Modeling of thermal impacts in a single direct methane steam reforming solid oxide fuel cell

Solid oxide fuel cells (SOFCs) operate at high temperature which enables the direct methane steam reforming but results in high thermal impact. In this research, the developments of thermal strains and stresses (thermal impacts) of solid electrolyte and porous electrodes are investigated in a single direct methane steam reforming SOFC by numerical simulations. To understand thermal impact mechanisms, the heat sources and sinks due to a set of temperature dependent chemical and electrochemical reactions are modelled for predictions of temperature distributions in both the fluids and solid. It is identified from model simulations that the endothermic reactions of methane steam reforming, which are overall dominant, play the key role in improving the thermal loads to the solid electrolyte and porous electrodes.
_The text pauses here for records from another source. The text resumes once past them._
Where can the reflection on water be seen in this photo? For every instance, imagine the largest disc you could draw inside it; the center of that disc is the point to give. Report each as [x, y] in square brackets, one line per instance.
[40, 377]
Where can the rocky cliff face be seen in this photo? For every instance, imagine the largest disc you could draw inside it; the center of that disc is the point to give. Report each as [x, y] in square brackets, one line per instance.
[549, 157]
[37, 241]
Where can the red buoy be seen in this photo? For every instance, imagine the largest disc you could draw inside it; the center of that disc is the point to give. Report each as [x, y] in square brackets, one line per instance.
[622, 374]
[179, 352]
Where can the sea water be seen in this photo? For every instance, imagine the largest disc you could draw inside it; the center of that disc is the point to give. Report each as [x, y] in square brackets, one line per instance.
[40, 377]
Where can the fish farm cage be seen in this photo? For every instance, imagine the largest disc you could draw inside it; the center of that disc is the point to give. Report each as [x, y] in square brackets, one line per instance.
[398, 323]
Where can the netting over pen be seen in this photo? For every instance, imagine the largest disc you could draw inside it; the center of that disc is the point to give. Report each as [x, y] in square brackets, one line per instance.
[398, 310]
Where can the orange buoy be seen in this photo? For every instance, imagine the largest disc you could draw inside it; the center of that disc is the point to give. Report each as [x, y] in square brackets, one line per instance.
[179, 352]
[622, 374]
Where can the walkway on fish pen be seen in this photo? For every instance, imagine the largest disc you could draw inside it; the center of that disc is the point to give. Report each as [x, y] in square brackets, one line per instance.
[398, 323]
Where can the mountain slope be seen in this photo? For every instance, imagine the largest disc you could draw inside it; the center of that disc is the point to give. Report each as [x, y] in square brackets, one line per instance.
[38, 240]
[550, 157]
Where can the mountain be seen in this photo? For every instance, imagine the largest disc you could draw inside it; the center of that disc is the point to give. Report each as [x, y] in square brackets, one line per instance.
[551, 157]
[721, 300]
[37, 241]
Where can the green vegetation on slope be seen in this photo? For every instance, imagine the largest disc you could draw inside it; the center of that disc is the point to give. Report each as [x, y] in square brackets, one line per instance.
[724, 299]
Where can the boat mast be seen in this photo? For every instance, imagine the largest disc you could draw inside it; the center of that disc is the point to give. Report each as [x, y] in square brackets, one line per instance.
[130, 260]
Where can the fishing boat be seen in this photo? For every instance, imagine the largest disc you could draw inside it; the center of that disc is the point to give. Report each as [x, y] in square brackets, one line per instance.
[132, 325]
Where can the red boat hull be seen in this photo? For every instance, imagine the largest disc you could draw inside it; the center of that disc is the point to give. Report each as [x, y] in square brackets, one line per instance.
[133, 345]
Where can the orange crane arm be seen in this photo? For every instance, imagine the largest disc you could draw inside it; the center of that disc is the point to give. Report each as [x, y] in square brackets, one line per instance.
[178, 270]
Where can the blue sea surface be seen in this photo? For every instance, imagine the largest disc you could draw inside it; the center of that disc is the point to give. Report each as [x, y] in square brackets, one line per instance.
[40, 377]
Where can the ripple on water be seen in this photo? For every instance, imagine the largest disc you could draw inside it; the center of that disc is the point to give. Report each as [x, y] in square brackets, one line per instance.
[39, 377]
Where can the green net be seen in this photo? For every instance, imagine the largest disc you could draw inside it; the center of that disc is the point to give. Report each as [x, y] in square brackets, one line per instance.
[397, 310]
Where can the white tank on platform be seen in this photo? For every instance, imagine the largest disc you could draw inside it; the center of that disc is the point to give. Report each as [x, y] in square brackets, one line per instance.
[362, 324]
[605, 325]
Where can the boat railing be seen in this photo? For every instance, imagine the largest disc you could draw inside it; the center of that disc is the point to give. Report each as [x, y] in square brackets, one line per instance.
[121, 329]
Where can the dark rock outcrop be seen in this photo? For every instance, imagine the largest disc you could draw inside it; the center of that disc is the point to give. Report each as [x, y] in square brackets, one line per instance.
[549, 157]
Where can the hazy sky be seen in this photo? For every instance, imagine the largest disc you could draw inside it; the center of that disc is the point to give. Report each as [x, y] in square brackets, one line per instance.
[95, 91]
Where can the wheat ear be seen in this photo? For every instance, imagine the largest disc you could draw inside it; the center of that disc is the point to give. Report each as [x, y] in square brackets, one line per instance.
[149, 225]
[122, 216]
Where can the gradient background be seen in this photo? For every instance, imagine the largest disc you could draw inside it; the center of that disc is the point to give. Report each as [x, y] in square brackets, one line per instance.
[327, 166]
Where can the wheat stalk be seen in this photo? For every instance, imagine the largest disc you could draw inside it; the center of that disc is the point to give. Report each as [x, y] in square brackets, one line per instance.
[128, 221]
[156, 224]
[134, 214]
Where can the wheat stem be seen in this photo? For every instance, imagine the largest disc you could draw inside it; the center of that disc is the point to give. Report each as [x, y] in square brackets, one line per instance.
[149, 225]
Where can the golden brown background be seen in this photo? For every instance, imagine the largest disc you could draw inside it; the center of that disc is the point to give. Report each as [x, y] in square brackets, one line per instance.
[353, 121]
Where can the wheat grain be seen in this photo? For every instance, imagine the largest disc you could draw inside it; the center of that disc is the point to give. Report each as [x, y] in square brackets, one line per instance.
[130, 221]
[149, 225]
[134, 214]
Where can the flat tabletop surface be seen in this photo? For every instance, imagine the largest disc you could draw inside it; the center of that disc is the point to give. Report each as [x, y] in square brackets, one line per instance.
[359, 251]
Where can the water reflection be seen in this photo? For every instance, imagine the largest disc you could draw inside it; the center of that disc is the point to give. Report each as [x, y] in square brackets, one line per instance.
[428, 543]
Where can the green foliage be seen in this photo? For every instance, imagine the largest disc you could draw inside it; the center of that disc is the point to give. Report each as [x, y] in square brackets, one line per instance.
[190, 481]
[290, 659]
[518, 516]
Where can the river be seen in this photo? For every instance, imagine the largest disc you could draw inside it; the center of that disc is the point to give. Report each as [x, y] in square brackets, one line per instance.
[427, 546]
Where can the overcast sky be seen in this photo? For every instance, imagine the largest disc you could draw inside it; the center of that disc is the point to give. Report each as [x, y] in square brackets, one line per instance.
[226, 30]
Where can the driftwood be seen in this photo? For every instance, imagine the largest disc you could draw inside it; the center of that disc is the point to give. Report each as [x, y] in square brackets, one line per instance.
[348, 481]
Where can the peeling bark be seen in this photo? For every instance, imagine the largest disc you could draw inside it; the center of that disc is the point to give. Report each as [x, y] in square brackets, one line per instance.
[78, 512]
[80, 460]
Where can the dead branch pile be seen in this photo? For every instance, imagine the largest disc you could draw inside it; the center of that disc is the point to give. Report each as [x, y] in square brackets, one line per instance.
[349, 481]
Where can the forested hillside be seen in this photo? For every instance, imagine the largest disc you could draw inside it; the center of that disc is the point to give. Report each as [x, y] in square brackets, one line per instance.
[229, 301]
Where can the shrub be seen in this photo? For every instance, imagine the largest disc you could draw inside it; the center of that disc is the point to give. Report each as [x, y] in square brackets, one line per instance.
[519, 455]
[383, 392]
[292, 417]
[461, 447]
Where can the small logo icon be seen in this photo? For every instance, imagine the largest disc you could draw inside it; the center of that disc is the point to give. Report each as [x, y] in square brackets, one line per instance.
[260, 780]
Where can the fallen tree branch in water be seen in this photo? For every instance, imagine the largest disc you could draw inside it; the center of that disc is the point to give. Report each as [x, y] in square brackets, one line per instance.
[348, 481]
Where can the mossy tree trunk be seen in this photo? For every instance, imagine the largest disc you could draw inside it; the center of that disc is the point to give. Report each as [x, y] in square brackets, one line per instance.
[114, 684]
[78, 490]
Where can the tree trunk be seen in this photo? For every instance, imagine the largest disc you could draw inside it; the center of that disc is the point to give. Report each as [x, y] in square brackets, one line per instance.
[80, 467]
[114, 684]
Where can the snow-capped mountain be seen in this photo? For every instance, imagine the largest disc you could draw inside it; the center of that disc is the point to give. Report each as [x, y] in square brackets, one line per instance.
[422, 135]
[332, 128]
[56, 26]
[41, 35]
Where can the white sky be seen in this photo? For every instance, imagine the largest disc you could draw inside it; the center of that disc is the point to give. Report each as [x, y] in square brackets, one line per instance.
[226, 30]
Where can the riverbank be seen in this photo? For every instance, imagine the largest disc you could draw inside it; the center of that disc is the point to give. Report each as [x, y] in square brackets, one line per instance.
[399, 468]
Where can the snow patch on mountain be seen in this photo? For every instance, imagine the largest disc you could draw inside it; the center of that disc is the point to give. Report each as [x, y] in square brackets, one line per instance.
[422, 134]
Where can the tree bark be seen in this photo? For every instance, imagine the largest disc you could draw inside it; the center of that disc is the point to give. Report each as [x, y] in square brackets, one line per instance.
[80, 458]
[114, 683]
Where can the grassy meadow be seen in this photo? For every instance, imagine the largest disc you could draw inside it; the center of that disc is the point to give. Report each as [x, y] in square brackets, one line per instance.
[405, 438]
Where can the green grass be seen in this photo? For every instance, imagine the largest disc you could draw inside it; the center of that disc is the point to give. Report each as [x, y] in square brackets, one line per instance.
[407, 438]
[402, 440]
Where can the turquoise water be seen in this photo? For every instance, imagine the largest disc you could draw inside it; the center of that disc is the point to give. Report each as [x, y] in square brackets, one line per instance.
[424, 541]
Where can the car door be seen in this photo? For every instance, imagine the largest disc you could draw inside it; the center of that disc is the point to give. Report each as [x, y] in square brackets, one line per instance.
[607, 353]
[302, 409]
The temperature reductions are developed from a rate of -42.2 K/cm at the cell inlet to -1.98 K/cm at the centre of the cell under the operation temperature of 1173 K. This leads to a maximum thermal stress of 1867.6 MPa generated in solid electrolyte closing to the cell inlet and a 1770.2 MPa at the centre of the channel, associated with a rate of –19.48 MPa/cm at inlet and then the –3.28 MPa/cm at the centre, respectively. The maximum thermal strain ratios of anode to electrolyte and cathode to electrolyte are 1.30 and 1.10, however, the ratios of maximum thermal stress are 0.33 and 0.178, respectively. It is identified that high operation voltage results 3.1 percentage decrease in thermal stress when the cell operates from 0.4 V to 0.7 V. The further lower cell operation voltage results in fuel starvation.